Making translators more visible is a laudable aim and one that clearly resonates in the literary world. However, when we consider news translation, the translator’s visibility is a completely different matter, and Venuti’s foreignization hypothesis ceases to hold any value. In news translation, the dominant strategy is absolute domestication, as material is shaped in order to be consumed by the target audience, so has to be tailored to suit their needs and expectations. Debates about formal and stylistic equivalence that have featured so prominently in literary translation cease to matter in a mode of translation that is primarily concerned with the transmission of information, though ideological shifts remain fundamentally important in all types of translation, as will be discussed more fully later.
Research into the strategies of news translation is still relatively underdeveloped, but already there is interest worldwide in examining the processes of exchange and transfer in the media. For in addition to the international news agencies, global TV channels now transmit news bulletins to millions of people and there is an expectation that news will be broadcast day and night, with regular updates throughout a twenty-four-hour period. The phrase ‘breaking news’ has entered everyday language and news channels use this to heighten expectations and create a sense of anticipation. Regular updates with breaking news are now essential in an age of blogs and internet chat rooms.
If we take the situation of news reporting in Iraq and Afghanistan, for example, though the journalists embedded with the troops file their stories at speed, they may still be pre-empted by bloggers who go directly online with their version of events and bypass intermediary organizations such as agencies, translators or journalistic and television bureaus. Speed in transmitting information is vitally important in a highly competitive new market.

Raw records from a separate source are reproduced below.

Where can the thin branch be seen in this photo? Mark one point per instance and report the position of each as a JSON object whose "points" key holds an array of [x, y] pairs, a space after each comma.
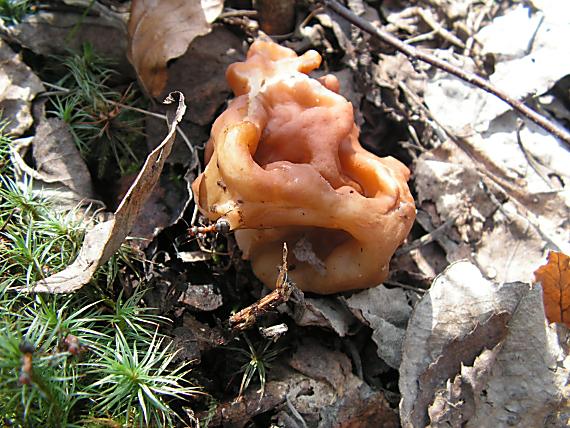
{"points": [[418, 54]]}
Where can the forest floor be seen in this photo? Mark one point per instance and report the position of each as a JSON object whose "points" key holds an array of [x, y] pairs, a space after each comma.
{"points": [[119, 299]]}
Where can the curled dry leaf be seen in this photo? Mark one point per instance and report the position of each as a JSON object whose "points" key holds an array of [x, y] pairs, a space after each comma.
{"points": [[480, 354], [555, 279], [160, 31], [105, 239]]}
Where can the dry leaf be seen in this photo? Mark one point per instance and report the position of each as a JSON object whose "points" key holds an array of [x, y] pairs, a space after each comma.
{"points": [[60, 173], [480, 354], [555, 279], [386, 311], [104, 239], [18, 87], [160, 31]]}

Christina Schäffner is an expert in translation and discourse analysis, specializing in the analysis of political discourse. She draws attention to the absence of research into the phenomenon of translation in political text analysis, pointing out that it is through translation that information is made available across linguistic borders and that frequently reactions in one country to statements made in another country ‘are actually reactions to the information as it was provided in translation’ (Schäffner, 2004: 120). Stressing the importance of understanding this, she poses a series of questions about how translators are trained, how they select material, which particular ideological constraints affect translation and what causal conditions seem to give rise to certain types of translation. In short, she highlights gaps in our knowledge about the translation of political discourse, gaps that are just as wide in our understanding of the translation of global news. Research in translation studies into issues of language and power has mainly been applied to discussions of literary texts, but clearly such issues are fundamentally important in the analysis of other discourses also, particularly in the translation of news. What research in this field is starting to show is that translation is one element in a complex set of processes whereby information is transposed from one language into another and then edited, rewritten, shaped and repackaged in a new context, to such a degree that any clear distinction between source and target ceases to be meaningful. This is in total contrast to more established research into translation practice, particularly in the field of literary translation, where discussion is always in some way focused around the idea of the binary distinction between source and target texts. Research into news translation poses questions about the very existence of a source and hence challenges established definitions of translation itself.